To date, preliminary results from the GRAHF study on three gene variations (endothelial nitric oxide synthase, aldosterone synthase, and beta-1 adrenergic receptor) have been presented, offering the first preliminary data on genetic factors that may affect BiDil response. 

Endothelial nitric oxide synthase (NOS3) gene researchers found that a majority of black patients in A-HeFT possess a specific gene variation that was observed in less than half of the white cohort from GRACE.   NOS3, which encodes the nitric oxide synthesizing enzyme in the heart and vasculature, is important in hypertension and heart failure.  The benefit of BiDil therapy on the primary composite score from A-HeFT - combining mortality, first heart failure hospitalization and patient functional status - was seen in those possessing the specific NOS3 gene variation.

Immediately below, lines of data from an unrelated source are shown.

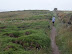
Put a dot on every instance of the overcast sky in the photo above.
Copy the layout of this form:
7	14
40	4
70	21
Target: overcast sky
35	4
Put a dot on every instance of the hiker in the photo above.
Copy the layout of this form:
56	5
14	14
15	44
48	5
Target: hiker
53	20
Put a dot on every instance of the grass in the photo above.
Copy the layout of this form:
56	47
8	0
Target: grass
25	34
64	36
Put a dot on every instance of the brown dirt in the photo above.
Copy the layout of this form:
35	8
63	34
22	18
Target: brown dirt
53	43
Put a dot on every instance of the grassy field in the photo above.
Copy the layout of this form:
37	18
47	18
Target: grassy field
25	32
64	30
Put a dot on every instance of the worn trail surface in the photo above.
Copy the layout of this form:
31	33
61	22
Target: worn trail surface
53	43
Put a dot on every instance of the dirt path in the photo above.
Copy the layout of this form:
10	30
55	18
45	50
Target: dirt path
53	43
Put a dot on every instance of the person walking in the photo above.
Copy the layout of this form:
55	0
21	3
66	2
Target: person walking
53	20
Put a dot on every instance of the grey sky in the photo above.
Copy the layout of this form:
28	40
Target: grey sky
35	4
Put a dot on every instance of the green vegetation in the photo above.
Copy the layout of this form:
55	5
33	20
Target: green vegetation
25	32
64	30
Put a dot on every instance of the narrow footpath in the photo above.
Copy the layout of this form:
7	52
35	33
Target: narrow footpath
53	43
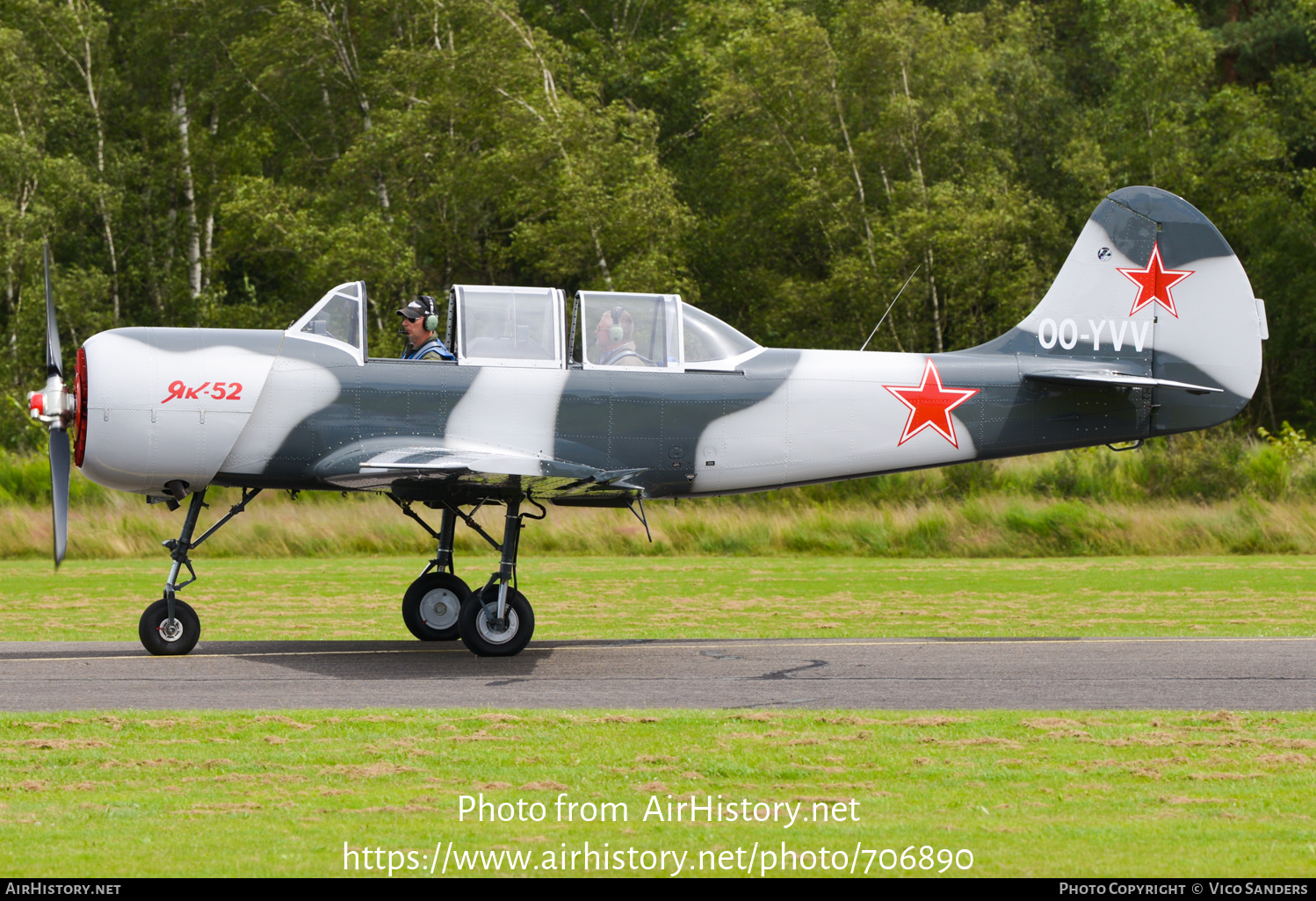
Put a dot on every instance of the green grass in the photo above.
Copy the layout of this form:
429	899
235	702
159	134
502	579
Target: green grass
1151	793
329	526
702	597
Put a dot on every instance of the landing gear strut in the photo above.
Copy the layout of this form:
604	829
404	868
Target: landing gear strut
433	602
494	621
170	626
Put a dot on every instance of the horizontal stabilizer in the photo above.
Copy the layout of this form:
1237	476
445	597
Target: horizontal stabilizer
1110	378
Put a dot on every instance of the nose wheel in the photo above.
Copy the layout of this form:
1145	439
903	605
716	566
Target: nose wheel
433	604
166	637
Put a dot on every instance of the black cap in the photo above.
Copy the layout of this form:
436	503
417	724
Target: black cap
419	308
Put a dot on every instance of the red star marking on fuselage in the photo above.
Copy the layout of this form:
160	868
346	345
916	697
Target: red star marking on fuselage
929	406
1154	283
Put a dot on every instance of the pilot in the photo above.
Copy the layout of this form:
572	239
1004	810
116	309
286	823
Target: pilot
613	337
420	321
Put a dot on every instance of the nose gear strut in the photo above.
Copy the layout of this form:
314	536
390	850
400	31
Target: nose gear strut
169	626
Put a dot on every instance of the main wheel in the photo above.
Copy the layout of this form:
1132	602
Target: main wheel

Aldosterone synthase gene researchers examined a common genetic variation existing in the region of the gene at position -344 (C/T).  Abnormally high levels of aldosterone, a hormone important in the control of salt and water balance in the body, can cause sodium retention and high blood pressure.  Researchers discovered a racial difference in the frequency of -344 C/T variations.  It was found in GRAHF that 62 percent of black patients with heart failure possessed the genotype TT, while 38 percent were either TC or CC.  Comparatively, in GRACE, about one-third of white patients with heart failure possessed the TT variation.   A-HeFT patients participating in GRAHF with the -344 C allele, which has been linked to increased aldosterone production, were found to have the greatest event-free survival (risk for death or hospitalization for heart failure).  A-HeFT patients, participating GRAHF, with the TT variation were found to have the lowest risk for death or hospitalization for heart failure.  In addition, BiDil-treated patients with the TT variation had statistically better primary composite scores compared to patients who received placebo, driven primarily by improvement in functional status.  Composite scores include all-cause mortality, first heart failure hospitalization and changes in functional status at six months. 

An additional analysis in GRAHF examined variations in the beta-1 adrenergic receptor  represented by Gly389Arg polymorphism.  The beta-1 adrenergic receptor is involved in the regulation of cardiac rhythm and fluency.  The Arg389 gene varation is associated with increased receptor activity and has previously been linked to greater beta-blocker impact.  In GRAHF, 32 percent of black heart failure patients, and in GRACE, 49 percent of white heart failure patients, possessed an Arg389Arg variation. The Arg389Arg patients treated with BiDil in A-HeFT experienced significantly better primary composite scores compared to Arg389Arg patients treated with placebo and standard therapy (composite score of 0.40 for BiDil vs. -0.25 for placebo, p=0.047).